My classmates don't seem to take the course nearly as seriously as me. In my mind, I WILL be an EMR, possibly in as short as a couple months. There's no fucking around on an actual call. You have to be very competent. If I can't perform at a very professional level in practice simulation, how can I do that on a real call, or on the licensing simulation? That's the expectation I have for myself. My attitude isn't "I am just a student, I am a newbie, it's ok to suck, or this isn't real so we can just half-ass it". My attitude is "I AM a medical professional, or will be soon". That's becoming a part of my identity, and I'm trying to rise to that expectation. My classmates also seem content with just knowing what to do. I expect myself to know what to do and be able to do it very fast and effectively. I practice like a motherfucker. Patients and bystanders should not even suspect that I'm new. I should be able to perform super confidently and fluidly.

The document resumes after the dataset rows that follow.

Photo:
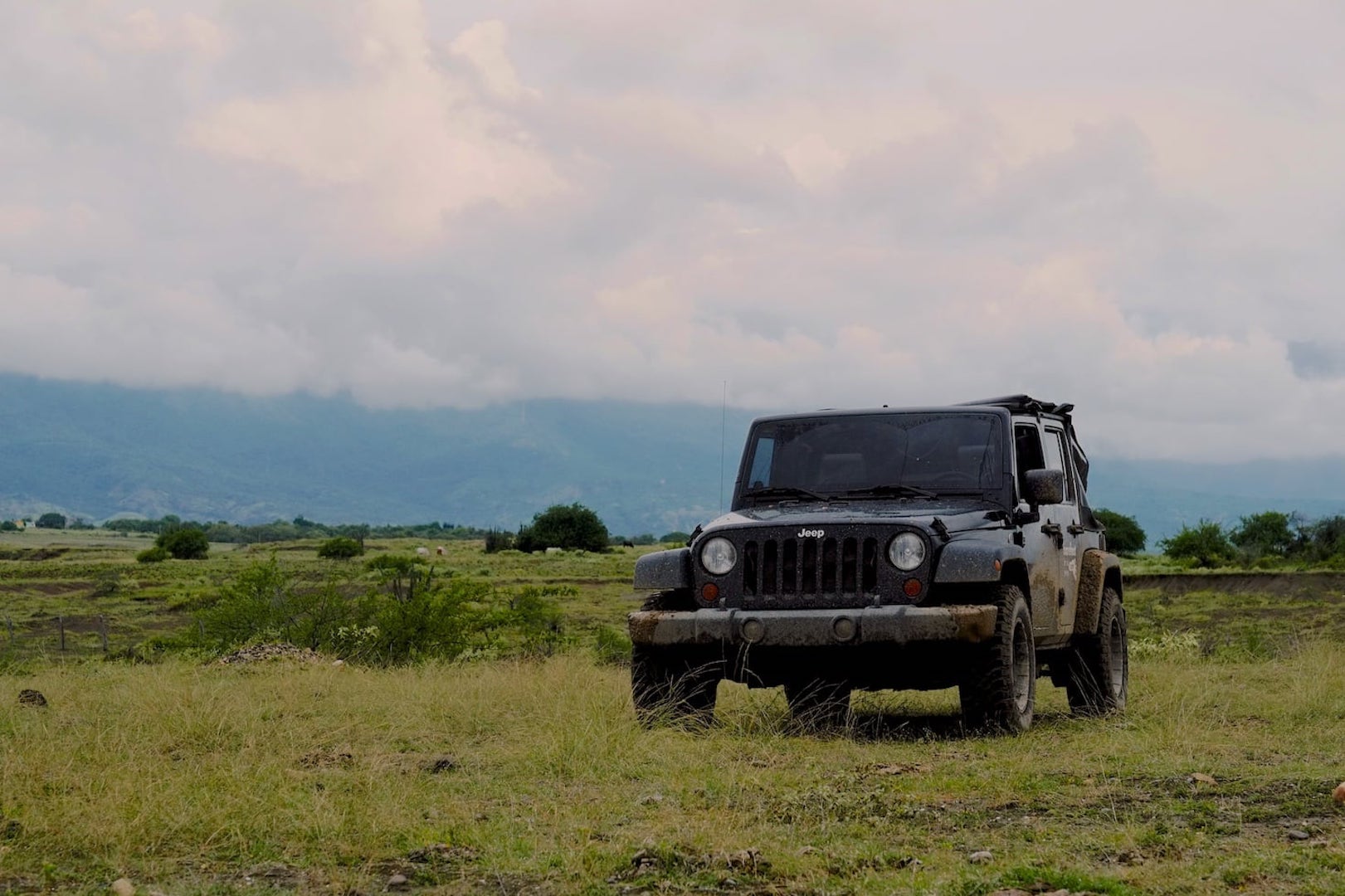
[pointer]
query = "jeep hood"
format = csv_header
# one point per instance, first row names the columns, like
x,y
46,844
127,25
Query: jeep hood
x,y
958,517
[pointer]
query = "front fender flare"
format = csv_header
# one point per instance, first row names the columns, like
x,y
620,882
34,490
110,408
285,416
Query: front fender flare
x,y
665,571
972,562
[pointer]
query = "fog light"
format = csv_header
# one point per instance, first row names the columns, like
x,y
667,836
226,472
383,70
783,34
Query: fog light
x,y
753,630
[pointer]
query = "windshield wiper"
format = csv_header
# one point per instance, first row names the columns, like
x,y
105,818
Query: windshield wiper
x,y
783,491
881,491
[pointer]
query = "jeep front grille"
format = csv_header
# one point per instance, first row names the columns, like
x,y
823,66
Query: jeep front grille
x,y
788,567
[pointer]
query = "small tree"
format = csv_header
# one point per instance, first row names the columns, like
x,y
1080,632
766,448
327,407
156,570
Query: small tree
x,y
188,543
496,541
1206,543
340,548
155,554
1265,534
1123,533
572,528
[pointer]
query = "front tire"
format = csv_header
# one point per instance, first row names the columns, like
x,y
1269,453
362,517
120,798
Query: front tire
x,y
1000,689
1098,679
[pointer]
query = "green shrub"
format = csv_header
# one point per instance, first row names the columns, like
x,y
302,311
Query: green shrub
x,y
1265,534
1206,545
155,554
340,548
498,541
188,543
397,610
569,528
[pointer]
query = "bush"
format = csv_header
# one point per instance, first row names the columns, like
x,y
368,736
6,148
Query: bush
x,y
184,543
340,548
569,528
1323,540
155,554
396,611
1265,534
498,541
1206,545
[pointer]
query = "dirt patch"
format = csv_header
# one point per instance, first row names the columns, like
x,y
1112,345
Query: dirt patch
x,y
1320,586
261,653
34,553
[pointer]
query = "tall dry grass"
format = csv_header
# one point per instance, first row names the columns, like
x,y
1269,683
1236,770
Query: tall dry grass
x,y
186,777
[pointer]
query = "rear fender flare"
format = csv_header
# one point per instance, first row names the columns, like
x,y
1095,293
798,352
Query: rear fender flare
x,y
1096,572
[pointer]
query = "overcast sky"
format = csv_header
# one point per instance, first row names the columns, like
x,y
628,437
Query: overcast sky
x,y
1138,207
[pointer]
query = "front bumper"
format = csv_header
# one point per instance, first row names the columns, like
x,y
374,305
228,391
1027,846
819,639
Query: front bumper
x,y
970,623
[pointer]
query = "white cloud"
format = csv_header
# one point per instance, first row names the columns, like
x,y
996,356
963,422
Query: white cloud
x,y
845,205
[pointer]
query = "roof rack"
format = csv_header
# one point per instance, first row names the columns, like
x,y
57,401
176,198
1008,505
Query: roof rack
x,y
1026,404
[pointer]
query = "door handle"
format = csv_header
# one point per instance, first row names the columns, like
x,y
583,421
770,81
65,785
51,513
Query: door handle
x,y
1054,530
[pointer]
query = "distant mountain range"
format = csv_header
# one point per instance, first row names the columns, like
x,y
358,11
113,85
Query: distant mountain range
x,y
97,451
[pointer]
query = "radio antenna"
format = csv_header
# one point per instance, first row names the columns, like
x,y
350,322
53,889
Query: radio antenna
x,y
724,426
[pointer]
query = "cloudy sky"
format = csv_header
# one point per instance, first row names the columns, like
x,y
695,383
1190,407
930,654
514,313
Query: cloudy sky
x,y
1138,207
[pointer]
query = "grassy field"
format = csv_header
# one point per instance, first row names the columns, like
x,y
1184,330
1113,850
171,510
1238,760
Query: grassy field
x,y
534,778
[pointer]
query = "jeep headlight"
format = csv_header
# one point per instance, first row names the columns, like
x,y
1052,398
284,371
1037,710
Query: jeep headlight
x,y
719,556
907,551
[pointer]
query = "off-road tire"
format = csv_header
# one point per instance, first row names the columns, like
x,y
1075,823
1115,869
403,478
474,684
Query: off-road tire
x,y
1000,689
818,704
1098,665
674,682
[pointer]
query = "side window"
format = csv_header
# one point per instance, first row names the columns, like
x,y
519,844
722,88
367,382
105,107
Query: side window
x,y
760,474
1028,451
1055,447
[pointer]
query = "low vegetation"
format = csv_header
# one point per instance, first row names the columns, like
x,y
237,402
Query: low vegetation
x,y
502,768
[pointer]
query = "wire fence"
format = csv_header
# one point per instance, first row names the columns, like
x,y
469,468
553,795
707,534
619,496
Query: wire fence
x,y
61,636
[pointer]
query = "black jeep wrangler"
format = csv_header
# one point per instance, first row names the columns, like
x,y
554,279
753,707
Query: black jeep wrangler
x,y
916,548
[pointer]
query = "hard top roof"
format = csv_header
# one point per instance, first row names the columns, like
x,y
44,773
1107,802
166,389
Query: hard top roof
x,y
1024,404
1013,404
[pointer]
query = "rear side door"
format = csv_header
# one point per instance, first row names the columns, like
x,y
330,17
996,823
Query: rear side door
x,y
1060,523
1040,543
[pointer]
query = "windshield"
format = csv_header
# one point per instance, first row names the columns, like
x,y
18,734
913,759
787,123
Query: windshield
x,y
876,455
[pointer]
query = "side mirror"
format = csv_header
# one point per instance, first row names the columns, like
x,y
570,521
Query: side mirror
x,y
1045,487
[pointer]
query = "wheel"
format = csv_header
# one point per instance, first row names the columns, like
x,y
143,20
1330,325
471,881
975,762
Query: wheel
x,y
674,682
1000,688
819,704
1098,677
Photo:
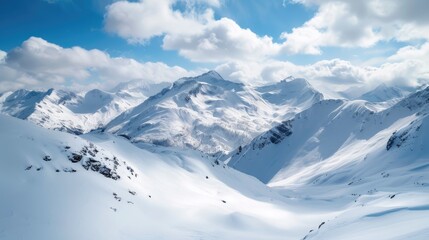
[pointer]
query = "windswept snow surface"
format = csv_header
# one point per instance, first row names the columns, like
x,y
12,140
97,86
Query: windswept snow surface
x,y
375,163
164,193
75,112
212,114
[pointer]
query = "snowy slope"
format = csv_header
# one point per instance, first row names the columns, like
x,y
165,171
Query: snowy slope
x,y
383,93
212,114
74,112
61,186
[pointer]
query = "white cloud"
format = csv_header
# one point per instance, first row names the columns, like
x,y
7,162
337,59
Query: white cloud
x,y
344,23
330,76
412,52
196,35
40,64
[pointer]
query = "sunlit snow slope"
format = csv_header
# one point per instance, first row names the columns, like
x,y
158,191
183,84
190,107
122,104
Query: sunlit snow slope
x,y
60,186
212,114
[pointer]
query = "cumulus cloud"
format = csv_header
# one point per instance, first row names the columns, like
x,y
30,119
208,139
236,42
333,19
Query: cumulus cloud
x,y
221,40
196,35
347,23
40,64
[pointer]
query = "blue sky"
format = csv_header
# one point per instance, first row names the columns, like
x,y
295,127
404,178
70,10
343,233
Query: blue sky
x,y
245,40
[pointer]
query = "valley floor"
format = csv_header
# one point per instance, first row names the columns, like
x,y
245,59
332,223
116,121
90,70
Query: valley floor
x,y
47,192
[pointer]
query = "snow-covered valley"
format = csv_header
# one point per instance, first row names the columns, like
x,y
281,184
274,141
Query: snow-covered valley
x,y
207,158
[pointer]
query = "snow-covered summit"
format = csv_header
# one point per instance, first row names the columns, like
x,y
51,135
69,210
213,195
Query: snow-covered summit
x,y
383,93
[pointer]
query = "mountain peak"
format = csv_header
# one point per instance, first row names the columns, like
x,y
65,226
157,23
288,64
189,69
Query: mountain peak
x,y
383,93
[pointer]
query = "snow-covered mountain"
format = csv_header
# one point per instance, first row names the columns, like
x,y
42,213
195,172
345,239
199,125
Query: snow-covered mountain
x,y
383,93
75,112
60,186
212,114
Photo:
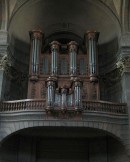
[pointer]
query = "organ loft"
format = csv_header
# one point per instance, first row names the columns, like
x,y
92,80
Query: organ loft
x,y
63,73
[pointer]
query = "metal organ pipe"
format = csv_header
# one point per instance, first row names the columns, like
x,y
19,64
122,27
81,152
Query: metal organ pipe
x,y
54,61
92,37
36,39
77,94
51,85
73,57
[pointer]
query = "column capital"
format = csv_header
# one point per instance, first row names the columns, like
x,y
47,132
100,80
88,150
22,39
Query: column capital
x,y
92,35
36,34
73,46
55,45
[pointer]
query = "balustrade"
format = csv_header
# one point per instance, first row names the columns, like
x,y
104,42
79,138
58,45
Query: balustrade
x,y
87,106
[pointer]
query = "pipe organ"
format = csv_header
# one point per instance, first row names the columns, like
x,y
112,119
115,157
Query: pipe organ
x,y
63,74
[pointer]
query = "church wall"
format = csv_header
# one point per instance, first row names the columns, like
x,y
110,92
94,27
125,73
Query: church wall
x,y
32,149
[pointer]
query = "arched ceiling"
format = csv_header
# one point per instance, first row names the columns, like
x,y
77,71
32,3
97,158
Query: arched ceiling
x,y
61,15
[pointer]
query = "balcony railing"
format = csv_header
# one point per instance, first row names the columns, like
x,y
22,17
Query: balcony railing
x,y
87,106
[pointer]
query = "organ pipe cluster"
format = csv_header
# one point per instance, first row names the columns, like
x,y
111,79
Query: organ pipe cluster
x,y
51,86
36,43
54,61
92,37
73,57
77,93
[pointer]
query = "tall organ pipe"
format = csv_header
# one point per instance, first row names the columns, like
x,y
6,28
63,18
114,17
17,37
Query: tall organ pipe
x,y
92,37
51,86
73,57
54,61
36,41
77,94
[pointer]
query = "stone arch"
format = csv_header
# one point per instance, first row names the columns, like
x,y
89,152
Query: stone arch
x,y
113,129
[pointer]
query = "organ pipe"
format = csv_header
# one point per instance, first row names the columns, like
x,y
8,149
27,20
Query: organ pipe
x,y
73,57
36,41
92,37
54,61
77,93
51,86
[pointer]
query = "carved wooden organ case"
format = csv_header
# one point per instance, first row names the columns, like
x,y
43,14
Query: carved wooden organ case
x,y
63,74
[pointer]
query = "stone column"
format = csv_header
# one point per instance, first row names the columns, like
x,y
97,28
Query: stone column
x,y
54,61
92,37
73,57
36,42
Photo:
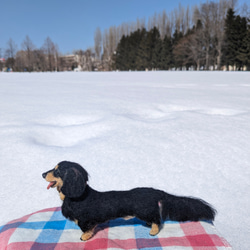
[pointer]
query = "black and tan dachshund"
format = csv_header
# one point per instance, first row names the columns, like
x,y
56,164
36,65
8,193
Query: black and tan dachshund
x,y
88,207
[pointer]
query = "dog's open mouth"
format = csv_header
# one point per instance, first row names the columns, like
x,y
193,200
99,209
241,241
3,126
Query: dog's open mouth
x,y
51,184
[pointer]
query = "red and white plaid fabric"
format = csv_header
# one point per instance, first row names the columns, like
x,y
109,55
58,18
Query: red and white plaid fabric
x,y
48,229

Some ESTP's like "I can save time by memorizing the patient's vitals without writing it down". How the fuck are you going to memorize the time that you took it, heart rate, respiratory rate, blood pressure, SPO2, skin, and eyes and GCS? Unless you have a photographic memory, you can't do that because if you forget a vital, or you recall one incorrectly, that's a really big deal. In addition, you're going to be taking at least 2 sets of vitals.

I notice that my classmates will approach the patient very timidly, or half assed and are kinda like 'duuuh wut do i do next? hmm. oh yeah!'. Really? A baby is choking and you're going to stand there humming and hawwing? I get right up in there and very assertively take control of the scene. I felt pretty good about a comment my friend gave me too. She said that my tone changes, and that I sound softer, calmer and more caring. Apparently I am gentle with my hands too.